On 28-05-13 20:09, Janne Hyvärinen wrote:
> On Windows the 32-bit NASM enabled compiles are always fastest. If you 
> can run 32-bit code on your Linux box you should compile with assembly 
> optimizations.

That depends on the way you define speed. For decoding this doesn't seem 
to be true. I reran my tests, it took a little longer because I couldn't 
believe the results I got. However, they are perfectly reproducible (on 
my system at least), so I guess I'll have to believe them.

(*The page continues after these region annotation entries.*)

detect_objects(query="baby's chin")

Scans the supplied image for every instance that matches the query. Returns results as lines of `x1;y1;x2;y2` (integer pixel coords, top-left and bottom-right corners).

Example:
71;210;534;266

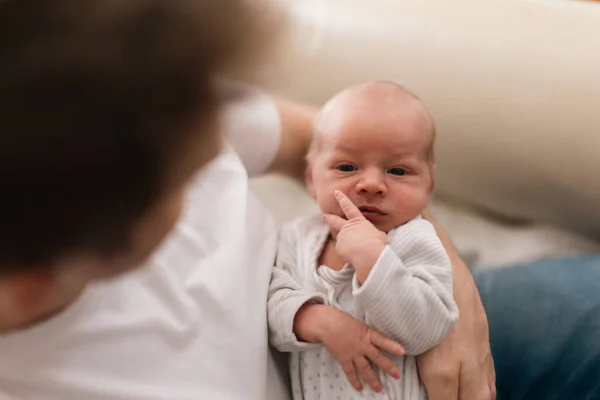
367;215;412;233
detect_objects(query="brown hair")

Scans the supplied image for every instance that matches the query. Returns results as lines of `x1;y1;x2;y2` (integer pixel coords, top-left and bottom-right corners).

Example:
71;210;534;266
0;0;272;273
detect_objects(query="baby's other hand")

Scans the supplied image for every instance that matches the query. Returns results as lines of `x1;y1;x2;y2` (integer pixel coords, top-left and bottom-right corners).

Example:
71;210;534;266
320;308;404;392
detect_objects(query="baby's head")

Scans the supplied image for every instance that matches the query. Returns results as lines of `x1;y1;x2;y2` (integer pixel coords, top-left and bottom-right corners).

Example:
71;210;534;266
306;82;435;232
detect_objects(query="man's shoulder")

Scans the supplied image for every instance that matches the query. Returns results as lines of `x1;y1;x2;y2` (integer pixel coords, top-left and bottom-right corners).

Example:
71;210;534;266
280;214;327;238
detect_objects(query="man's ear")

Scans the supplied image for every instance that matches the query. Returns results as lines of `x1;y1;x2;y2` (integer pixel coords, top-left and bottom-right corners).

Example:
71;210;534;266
304;161;317;200
0;270;55;315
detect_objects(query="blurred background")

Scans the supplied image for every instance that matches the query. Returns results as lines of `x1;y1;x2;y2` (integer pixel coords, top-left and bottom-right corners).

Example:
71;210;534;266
252;0;600;268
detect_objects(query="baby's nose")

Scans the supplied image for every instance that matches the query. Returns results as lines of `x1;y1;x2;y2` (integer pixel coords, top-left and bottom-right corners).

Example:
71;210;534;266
356;171;387;194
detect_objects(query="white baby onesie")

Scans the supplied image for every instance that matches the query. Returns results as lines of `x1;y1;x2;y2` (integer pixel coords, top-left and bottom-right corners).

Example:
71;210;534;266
268;216;458;400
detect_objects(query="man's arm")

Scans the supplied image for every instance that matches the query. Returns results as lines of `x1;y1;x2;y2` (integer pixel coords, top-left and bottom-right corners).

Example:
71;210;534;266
418;212;496;400
267;100;317;180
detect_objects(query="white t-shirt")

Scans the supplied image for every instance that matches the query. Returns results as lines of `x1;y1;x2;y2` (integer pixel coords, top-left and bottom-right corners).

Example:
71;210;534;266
0;86;288;400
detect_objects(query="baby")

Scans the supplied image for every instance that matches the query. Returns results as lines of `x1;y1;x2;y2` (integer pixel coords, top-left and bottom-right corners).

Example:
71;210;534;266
268;82;458;400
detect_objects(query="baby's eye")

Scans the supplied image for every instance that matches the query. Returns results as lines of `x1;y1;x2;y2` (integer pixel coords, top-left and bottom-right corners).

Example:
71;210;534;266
335;164;356;172
388;168;407;176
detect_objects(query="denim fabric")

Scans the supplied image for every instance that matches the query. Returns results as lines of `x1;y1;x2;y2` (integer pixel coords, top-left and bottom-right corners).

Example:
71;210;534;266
474;255;600;400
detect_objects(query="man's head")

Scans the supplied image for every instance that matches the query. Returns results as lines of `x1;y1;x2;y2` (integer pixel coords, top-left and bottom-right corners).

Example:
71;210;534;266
0;0;270;325
307;82;435;232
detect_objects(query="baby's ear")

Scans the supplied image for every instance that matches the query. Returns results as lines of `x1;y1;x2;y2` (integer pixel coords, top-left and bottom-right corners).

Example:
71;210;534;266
428;164;437;197
304;161;317;200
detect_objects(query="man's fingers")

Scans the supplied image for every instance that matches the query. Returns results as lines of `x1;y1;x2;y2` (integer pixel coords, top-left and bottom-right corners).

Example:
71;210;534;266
342;360;363;392
333;190;365;219
367;346;402;379
369;330;405;356
323;214;348;232
354;357;383;393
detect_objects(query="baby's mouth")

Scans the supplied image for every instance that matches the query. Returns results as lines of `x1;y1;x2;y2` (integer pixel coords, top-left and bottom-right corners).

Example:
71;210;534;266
358;206;385;215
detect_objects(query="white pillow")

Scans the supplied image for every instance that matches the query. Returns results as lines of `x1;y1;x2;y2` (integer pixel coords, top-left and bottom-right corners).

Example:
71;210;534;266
266;0;600;237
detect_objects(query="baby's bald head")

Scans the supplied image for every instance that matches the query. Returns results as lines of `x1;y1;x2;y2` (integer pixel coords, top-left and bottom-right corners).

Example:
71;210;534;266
308;81;435;163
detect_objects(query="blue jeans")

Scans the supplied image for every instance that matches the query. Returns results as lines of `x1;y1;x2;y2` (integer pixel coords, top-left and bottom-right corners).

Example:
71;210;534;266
474;255;600;400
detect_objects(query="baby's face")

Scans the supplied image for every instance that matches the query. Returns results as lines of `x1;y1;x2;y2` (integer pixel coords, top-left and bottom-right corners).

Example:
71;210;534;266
307;93;434;232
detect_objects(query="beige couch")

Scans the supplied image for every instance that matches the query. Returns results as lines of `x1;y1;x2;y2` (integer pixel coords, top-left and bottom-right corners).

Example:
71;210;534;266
254;0;600;265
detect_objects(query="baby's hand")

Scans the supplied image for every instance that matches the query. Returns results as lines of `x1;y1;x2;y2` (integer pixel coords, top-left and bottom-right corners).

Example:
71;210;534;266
320;308;404;392
323;190;387;284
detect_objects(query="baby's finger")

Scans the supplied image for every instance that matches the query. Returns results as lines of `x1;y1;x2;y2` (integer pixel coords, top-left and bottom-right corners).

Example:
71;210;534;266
333;190;365;219
367;346;402;379
354;357;383;393
323;214;348;232
342;360;363;392
369;330;405;356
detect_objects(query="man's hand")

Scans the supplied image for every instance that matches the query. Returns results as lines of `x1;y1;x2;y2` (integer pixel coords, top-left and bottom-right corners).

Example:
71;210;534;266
417;214;496;400
323;190;387;284
295;304;404;392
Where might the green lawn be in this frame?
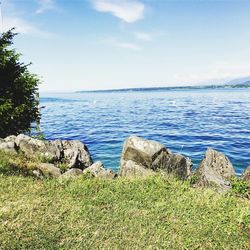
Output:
[0,151,250,249]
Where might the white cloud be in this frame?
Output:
[91,0,145,23]
[36,0,56,14]
[3,17,54,38]
[134,32,153,42]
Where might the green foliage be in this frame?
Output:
[0,151,250,250]
[231,177,250,199]
[0,29,40,137]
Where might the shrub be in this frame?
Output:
[0,29,40,137]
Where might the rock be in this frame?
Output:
[62,140,93,169]
[60,168,83,179]
[4,135,16,142]
[163,154,193,180]
[242,166,250,182]
[36,163,61,177]
[120,160,155,177]
[0,139,17,154]
[83,161,117,179]
[15,134,61,162]
[120,136,192,179]
[195,148,235,190]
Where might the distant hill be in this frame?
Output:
[227,76,250,85]
[76,77,250,93]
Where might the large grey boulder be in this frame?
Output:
[242,166,250,182]
[62,140,93,169]
[195,148,235,190]
[15,134,61,161]
[83,161,117,179]
[120,136,192,179]
[33,163,61,178]
[15,134,93,169]
[120,160,155,177]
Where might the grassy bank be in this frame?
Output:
[0,150,250,249]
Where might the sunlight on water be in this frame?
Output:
[41,89,250,173]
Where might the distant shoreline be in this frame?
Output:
[74,82,250,93]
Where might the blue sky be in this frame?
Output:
[2,0,250,91]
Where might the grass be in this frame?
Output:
[0,149,250,249]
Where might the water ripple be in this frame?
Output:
[41,89,250,173]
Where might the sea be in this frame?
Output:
[40,88,250,175]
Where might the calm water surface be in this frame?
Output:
[41,89,250,174]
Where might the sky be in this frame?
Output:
[0,0,250,92]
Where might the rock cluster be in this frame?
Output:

In the linked PDFs is first a test with the average of 5 CDs and second 
the graph of only one of those 5. It is clearly visible that the 'speed 
ranking' for each compression setting match very closely, so the 
accuracy is probably pretty high. I did this comparison on Kubuntu 12.10 
64-bit.

http://www.icer.nl/misc_stuff/All tracks.pdf
http://www.icer.nl/misc_stuff/Coldplay - Parachutes.pdf

I was surprised to see that the Windows compile on wine actually 
outperformed the native Linux one. Probably GCC 4.6 optimized a little 
better or something very weird is going on in wine, I don't know. The 
assembly optimizations work very well on encoding, but actually slow 
things down when decoding. The difference is not very large however.

Anyway, I think I'm convinced now that my lossless codec comparison was 
valid and I can keep running codecs through wine. I should probably run 
all of them through wine just for the sake of clarity.